Nous avons donc potentiellement 6 milliards d’euros d’argent public balancés dans la nature, à payer à la place du patronat des salariés qui continuent de bosser en télétravail pour leur employeur et sans que celui-ci ne soit contraint d’aucune manière de faire des efforts par ailleurs. Ce chiffre est certainement sous-estimé, puisque la dépense publique en termes de chômage partiel excédera les 24 milliards, à en croire le président de la commission des finances de l’Assemblée Nationale. Mais toujours est-il que ces 6 milliards voire plus pourront donc se retrouver en grande partie dans la poche des actionnaires.
Pour donner un ordre de grandeur, à l’automne 2019 était votée la loi de financement de la sécurité sociale qui donnait à l’assurance-maladie un objectif de 4,2 milliards d’économies supplémentaires en 2020.
Que faire pour dénoncer la fraude ?
Que peut-on faire contre ça ? On veut dire : à part faire confiance à Muriel Pénicaud, dont le directeur de cabinet est un ex-membre de la direction du MEDEF, pour qu’elle tape du poing sur la table et mettent en place des contrôles drastiques dans les entreprises françaises ?
Lors d’une visio-conférence en présence de son employeur, Myriam a protesté.
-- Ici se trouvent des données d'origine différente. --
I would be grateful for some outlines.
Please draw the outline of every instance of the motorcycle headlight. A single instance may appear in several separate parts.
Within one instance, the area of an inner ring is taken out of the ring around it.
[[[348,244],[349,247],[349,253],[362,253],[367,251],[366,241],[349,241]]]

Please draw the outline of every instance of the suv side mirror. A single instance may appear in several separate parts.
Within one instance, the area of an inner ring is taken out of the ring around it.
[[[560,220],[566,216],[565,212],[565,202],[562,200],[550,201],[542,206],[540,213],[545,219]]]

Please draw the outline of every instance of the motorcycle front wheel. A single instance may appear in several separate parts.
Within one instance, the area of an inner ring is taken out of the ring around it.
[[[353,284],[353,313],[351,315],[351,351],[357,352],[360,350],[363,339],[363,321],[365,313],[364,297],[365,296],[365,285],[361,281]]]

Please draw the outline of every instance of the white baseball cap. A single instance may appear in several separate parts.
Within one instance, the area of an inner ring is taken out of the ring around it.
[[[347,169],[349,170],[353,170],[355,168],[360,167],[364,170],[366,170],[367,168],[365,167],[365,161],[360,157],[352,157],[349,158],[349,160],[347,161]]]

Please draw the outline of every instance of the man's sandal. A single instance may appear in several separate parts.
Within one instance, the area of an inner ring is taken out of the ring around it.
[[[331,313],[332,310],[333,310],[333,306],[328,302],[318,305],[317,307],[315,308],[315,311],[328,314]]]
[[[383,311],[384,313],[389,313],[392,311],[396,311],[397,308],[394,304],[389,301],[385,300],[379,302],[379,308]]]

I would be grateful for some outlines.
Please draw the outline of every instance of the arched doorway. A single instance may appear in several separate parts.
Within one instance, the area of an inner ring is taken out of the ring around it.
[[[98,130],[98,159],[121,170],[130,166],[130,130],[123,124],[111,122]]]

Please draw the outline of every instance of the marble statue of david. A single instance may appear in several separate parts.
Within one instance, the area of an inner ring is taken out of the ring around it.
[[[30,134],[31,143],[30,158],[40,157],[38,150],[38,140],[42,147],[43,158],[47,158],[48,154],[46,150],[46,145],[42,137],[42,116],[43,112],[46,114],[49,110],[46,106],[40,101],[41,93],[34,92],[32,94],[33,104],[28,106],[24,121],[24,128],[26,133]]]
Il lui a répondu “oh, ça va, je paie suffisamment d’impôts comme ça”. Nouvellement embauchée, elle n’a pas osé aller plus loin.
Si vous êtes salarié.e témoins et victimes d’abus de chômage partiel, prenez des captures d’écran des mails qui vous demandent du travail, des messageries instantanées, des courriers… Gardez ça sous le coude. Allez voir vos représentants du personnel, qui sont théoriquement en contact avec l’inspection du travail. Sachez, si l’on fait pression sur vous, que la loi vous considère comme lanceur d’alerte. Et vos représentants du personnel, membre du Comité Économique et Social (CSE), sont protégés du licenciement. Ils peuvent donc plus facilement vous représenter et prendre le relais de votre démarche. Si la fraude est démontrée, l’entreprise devra reverser l’intégralité de l’argent public volé, payer une amende tandis que votre employeur risque de la prison.
La crise sanitaire aura décidément permis aux grandes entreprises de se sucrer sur le dos des citoyens, en profitant de la générosité d’un État effectivement providence… dédié aux riches.